The guards terminated the visit.
Adalyn glanced at her one last time through the glass—cold, indifferent—then turned and walked away.
Lisbeth was escorted back to her cell. She slumped against the corner wall, her eyes vacant, her lips white. There wasn't a trace of life left in her.
The only person in this world who loved her was gone.
All that remained inside her was despair—and an endless, consuming hatred.
She hated Nicholas for his cruelty. She hated Adalyn for her venom. She hated herself for being too weak to stop any of it.
"Hey—heard your mommy died?" The inmate who always bullied her sneered. "A whore like you, your mother was probably a whore too. Good riddance."
The words had barely left her mouth before Lisbeth launched herself at the woman like a wild animal. Her hands locked around the inmate's throat, her eyes feral. "Say that again. Say it."
The woman's face turned purple, gasping for air. The other inmates swarmed in, tore them apart, then turned on Lisbeth—fists and feet raining down from every direction.
Lisbeth stopped fighting back almost immediately. She let the blows fall like a storm she no longer cared to survive.
One inmate drove a savage kick into her lower abdomen. Searing pain ripped through her.

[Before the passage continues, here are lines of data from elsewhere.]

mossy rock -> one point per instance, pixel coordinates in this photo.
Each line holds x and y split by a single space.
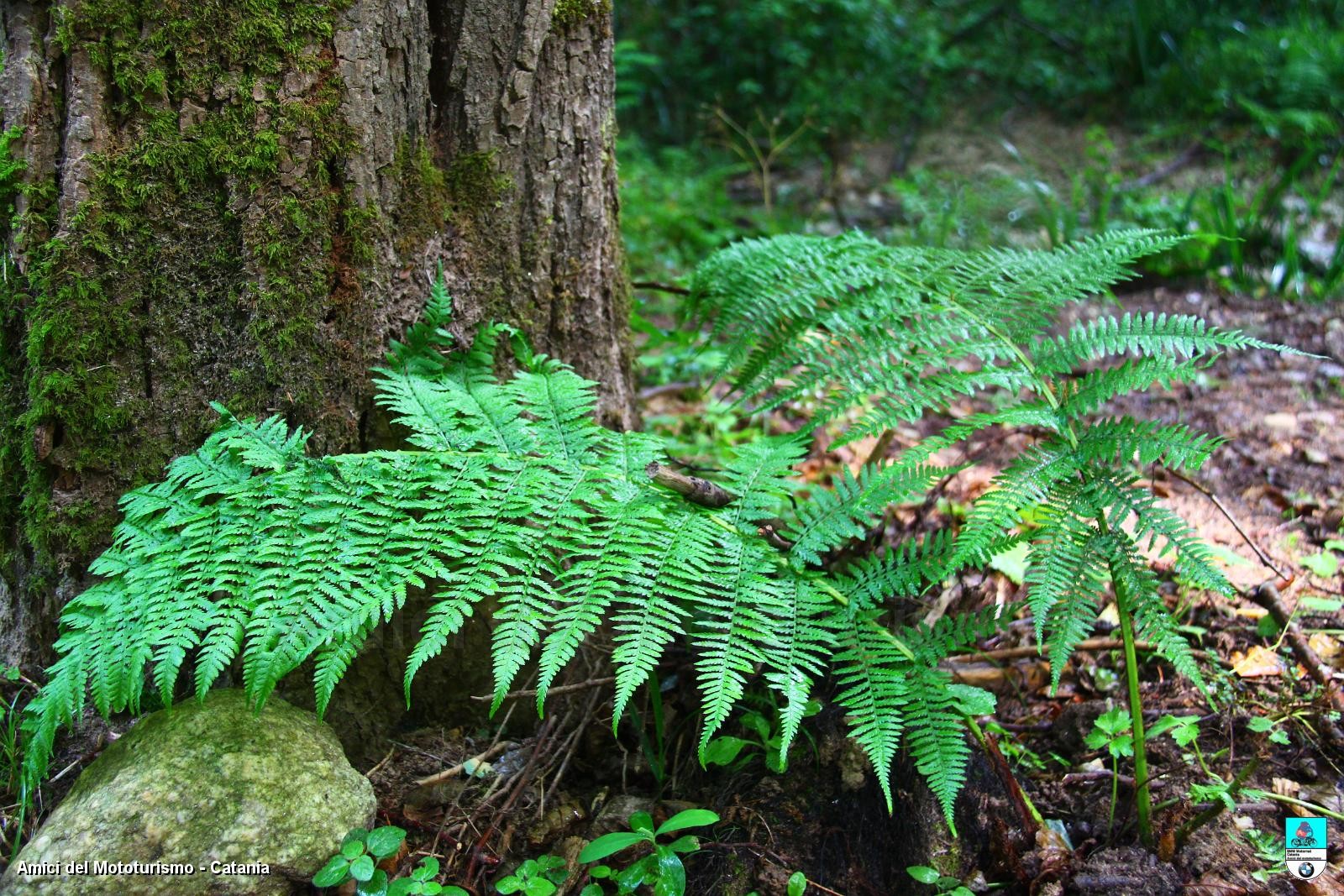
202 783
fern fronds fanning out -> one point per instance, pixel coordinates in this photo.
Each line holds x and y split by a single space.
879 336
252 550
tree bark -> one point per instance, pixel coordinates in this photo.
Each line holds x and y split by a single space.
245 202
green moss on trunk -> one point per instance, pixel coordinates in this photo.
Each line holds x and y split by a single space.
215 231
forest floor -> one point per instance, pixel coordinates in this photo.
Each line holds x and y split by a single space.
1280 481
521 789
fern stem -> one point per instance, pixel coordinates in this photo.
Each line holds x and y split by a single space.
1142 794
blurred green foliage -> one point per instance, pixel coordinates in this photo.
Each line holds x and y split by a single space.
882 67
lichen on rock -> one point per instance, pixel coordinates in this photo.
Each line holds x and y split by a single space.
205 783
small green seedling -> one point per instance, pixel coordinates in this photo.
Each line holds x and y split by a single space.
768 738
1115 731
662 868
1327 563
947 886
539 876
1261 725
358 860
421 883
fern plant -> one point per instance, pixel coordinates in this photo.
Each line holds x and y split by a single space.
880 336
252 553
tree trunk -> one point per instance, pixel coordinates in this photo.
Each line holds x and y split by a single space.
245 202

Blood ran down her thighs, and the women around her stumbled back in shock.
The guards had no choice but to rush her to the hospital. Lisbeth lay on the bed with an IV drip in her hand, a guard stationed beside her.
She turned her head toward the guard. Her face was blank. Her voice was dry and cracked. "I want to see Nicholas."
The guard glanced at her and looked away.
Lisbeth stared at the ceiling. Silence. Then, without warning, she slammed her forehead into the metal railing of the headboard.
The guard jumped and grabbed her shoulders. "Are you insane?"
Blood trickled down Lisbeth's forehead, but her expression was eerily calm. "If you don't let me see Nicholas, I'll bash my skull in. And when I'm dead, you'll be the one explaining it."
The guard stared at her. Opened her mouth. Closed it. After a long moment, she reluctantly agreed.
Half an hour later, Nicholas arrived at the hospital.
He'd been planning to come anyway, even without the guard's call.
Three days ago, Elicia had suffered a cardiac arrest in the hospital corridor. He'd ordered the doctors to try to resuscitate her, but it was too late.
Thinking about what he'd put Lisbeth through these past weeks, he felt something close to exhaustion. He intended to have a proper conversation with her.
If she behaved, he would consider releasing her—divorcing her—and cutting her out of his life permanently.
Nicholas pushed open the door to the hospital room.
It was empty.
He started to turn around and call for someone—and a fruit knife plunged into his back, burying itself in his abdomen.
Lisbeth's face was twisted with rage, her eyes burning with hatred and grief. "You murderer! You killed my baby. You killed my mother. Now I'm going to make you pay!"